3. Hand off to [`perf-budget-gate`](../perf-budget-gate/SKILL.md)
   to confirm the regression delta closes.

Examples

Example 1: GC pressure

| Rank | Share | Stack (leaf)                  | Category |
|-----:|------:|-------------------------------|----------|
| 1    | 32%   | `gc.collect`                   | Allocator pressure |
| 2    | 18%   | `dict.update`                  | (callsite) |
| 3    | 14%   | `parse_response`               | CPU-bound hot algo |

GC at 32% of samples → allocator pressure dominates. The fix isn't making any one function faster - it's reducing the rate of allocations from dict.update and parse_response (object pooling, streaming parsing).

Example 2: lock contention

| Rank | Share | Stack (leaf)                            | Category |
|-----:|------:|-----------------------------------------|----------|
| 1    | 41%   | `pthread_mutex_lock`                     | Lock contention |
| 2    | 12%   | `cache.get`                              | (callsite) |

41% of samples in lock acquisition. The fix is not "make cache.get faster" - it's "reduce the contention" (per-shard locks, lock-free structures, or a lock-free cache like Caffeine for the JVM).

Example 3: reflection / dynamic-dispatch overhead

| Rank | Share | Stack (leaf)                    | Category |
|-----:|------:|---------------------------------|----------|
| 1    | 28%   | `Method.invoke` / `getattr`      | Reflection overhead |

A common surprise - an ORM's reflective field access dominates the profile of an otherwise simple endpoint. The fix is the ORM-equivalent of "compile the mapping" - cached method handles in the JVM, __slots__ in Python, generated SQL in Go.

Anti-patterns

Anti-pattern	Why it fails	Fix
Reading the SVG visually only, no quantitative data	Easy to mis-judge widths; biases toward dramatic-looking deep stacks.	Always work from folded stacks; sort by sample count.
Profiling under-load is too low	One request / second can't expose contention or allocator pressure.	Profile under realistic load - pair with `k6-load-testing`.
Optimizing rank 5 first because rank 1 looks "structural"	Premature optimization; misses the dominant cost.	Always start with rank 1; only descend if rank 1 is genuinely framework-bound (e.g. `event_loop`).
On-CPU profiler for an I/O-bound workload	I/O wait doesn't appear; flame graph shows what's running, not what's waiting.	Use wall-clock / off-CPU profiling for I/O-bound workloads.
Single 30-second capture under highly variable load	Sample is unrepresentative.	Capture multiple samples across the load-test duration; merge.

Limitations

Symbolication.
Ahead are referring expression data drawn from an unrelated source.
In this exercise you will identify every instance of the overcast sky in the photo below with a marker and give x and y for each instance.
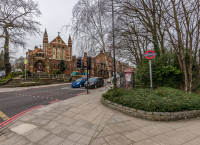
(55, 15)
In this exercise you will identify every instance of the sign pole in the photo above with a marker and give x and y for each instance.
(87, 77)
(25, 72)
(150, 69)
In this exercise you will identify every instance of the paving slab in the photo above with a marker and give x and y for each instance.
(84, 120)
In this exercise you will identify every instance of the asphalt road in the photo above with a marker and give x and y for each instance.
(12, 103)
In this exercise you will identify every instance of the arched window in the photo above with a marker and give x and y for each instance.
(54, 52)
(58, 52)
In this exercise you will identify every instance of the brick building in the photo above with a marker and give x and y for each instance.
(48, 58)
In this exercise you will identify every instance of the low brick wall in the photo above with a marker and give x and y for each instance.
(156, 116)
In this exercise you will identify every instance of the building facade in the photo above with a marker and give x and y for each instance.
(48, 58)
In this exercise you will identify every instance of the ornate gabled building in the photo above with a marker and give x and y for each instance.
(48, 58)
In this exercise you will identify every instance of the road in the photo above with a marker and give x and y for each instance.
(14, 102)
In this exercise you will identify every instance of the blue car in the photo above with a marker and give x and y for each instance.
(79, 82)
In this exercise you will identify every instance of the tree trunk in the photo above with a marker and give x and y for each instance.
(6, 52)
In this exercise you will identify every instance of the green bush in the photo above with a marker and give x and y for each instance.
(56, 72)
(159, 100)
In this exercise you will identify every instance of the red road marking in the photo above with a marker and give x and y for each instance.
(54, 101)
(81, 93)
(18, 115)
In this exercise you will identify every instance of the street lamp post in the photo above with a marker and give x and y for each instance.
(113, 30)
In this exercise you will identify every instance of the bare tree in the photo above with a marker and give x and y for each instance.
(183, 22)
(16, 21)
(92, 24)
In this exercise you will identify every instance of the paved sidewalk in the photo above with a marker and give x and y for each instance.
(84, 120)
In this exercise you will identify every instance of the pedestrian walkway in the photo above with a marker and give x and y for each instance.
(84, 120)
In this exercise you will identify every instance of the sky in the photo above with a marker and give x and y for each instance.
(55, 15)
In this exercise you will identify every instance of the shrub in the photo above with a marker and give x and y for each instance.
(159, 100)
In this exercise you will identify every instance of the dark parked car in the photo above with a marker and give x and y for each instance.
(95, 82)
(79, 82)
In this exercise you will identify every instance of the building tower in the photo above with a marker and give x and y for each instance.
(70, 47)
(45, 42)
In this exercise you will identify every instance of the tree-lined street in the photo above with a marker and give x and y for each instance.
(14, 102)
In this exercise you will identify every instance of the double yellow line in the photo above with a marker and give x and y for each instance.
(3, 116)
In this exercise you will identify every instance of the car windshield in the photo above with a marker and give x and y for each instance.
(78, 80)
(92, 80)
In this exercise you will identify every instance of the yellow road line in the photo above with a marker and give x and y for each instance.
(3, 116)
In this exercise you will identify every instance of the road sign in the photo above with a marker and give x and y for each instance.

Without debug symbols, the flame graph shows hex addresses. Always profile with debug info enabled in CI builds intended for analysis.
Inlining. Aggressive inlining (especially in the JVM hot-path optimizer) can hide functions; the flame graph shows the post-inlining shape, which may not match the source.
Sampling vs. tracing. Sample-based flame graphs give relative weights; for absolute timings of specific operations, use a tracer instead.

References

Brendan Gregg's flame graphs page - canonical reference for the visualization technique.
py-spy - https://github.com/benfred/py-spy
async-profiler - https://github.com/async-profiler/async-profiler
Go pprof - https://pkg.go.dev/net/http/pprof
Clinic.js - https://clinicjs.org/
perf-regression-bisector - upstream agent that bisects to a commit; this skill picks up inside the commit.
k6-load-testing - runner that produces the load under which the profile is captured.